As reported in the Jerusalem Post last month, Yehuda Stolov and Salah Alladin were awarded the $10,000 Goldberg Prize for Peace in the Middle East. Given each year to an Arab and a Jew working for coexistence, the prize recognizes the extraordinary achievements of the Interfaith Encounter Association. IEA has sponsored 1,900 interfaith programs in the past 13 years, involving 71 interfaith communities. Congratulations, gentlemen! (Yehuda’s story in TIO about developing the IEA can be found here.)
President Obama Preaches about Race in America
Nearly 100 African American churches in the U.S. have been firebombed in the past 65 years, a terrible stain on the condition of race and religion in America. Last month's tragic shooting at the Emanuel African Methodist Episcopal Church in Charleston, South Carolina though was so heinous, so clearly racist, that it has sent religious and political jolt to conservative Americans that change has to happen. Abandoning the Confederate flag, with its storied history in this country since the Civil War, is something many of us thought would not happen in our life-times. A silver lining for a tragic history.
President Obama’s eulogy for the Rev. Clementa Pinckney, the pastor of Emanuel AME, will go down as a foundational document about religion, public policy, race, the role of the church, and violence in America. And it is framed within a sermon on the power of grace, “the free and benevolent love of God.” A video of the presentation can be found on the right. If you would prefer to read it, or have a copy in your hand as you listen, the text is here.
Go here for a remarkable comparison of Obama’s eulogy and Abraham Lincoln’s Second Inaugural Address. (Seminarians will use the eulogy as an exemplar of homiletic mastery.) Obama has been criticized for not paying enough attention to African Americans, a notion this address should help silence. The following description of Emanuel AME is but a taste of Obama’s reflections on race and religion in the United States.
When there were laws banning all-black church gatherings, services happened here anyway, in defiance of unjust laws.
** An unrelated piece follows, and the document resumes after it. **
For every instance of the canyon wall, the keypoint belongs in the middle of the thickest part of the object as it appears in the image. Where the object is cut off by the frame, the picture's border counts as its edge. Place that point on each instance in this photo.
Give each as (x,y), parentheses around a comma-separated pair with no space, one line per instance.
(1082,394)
When there was a righteous movement to dismantle Jim Crow, Dr. Martin Luther King, Jr. preached from its pulpit, and marches began from its steps. A sacred place, this church. Not just for blacks, not just for Christians, but for every American who cares about the steady expansion of human rights and human dignity in this country; a foundation stone for liberty and justice for all. That's what the church meant.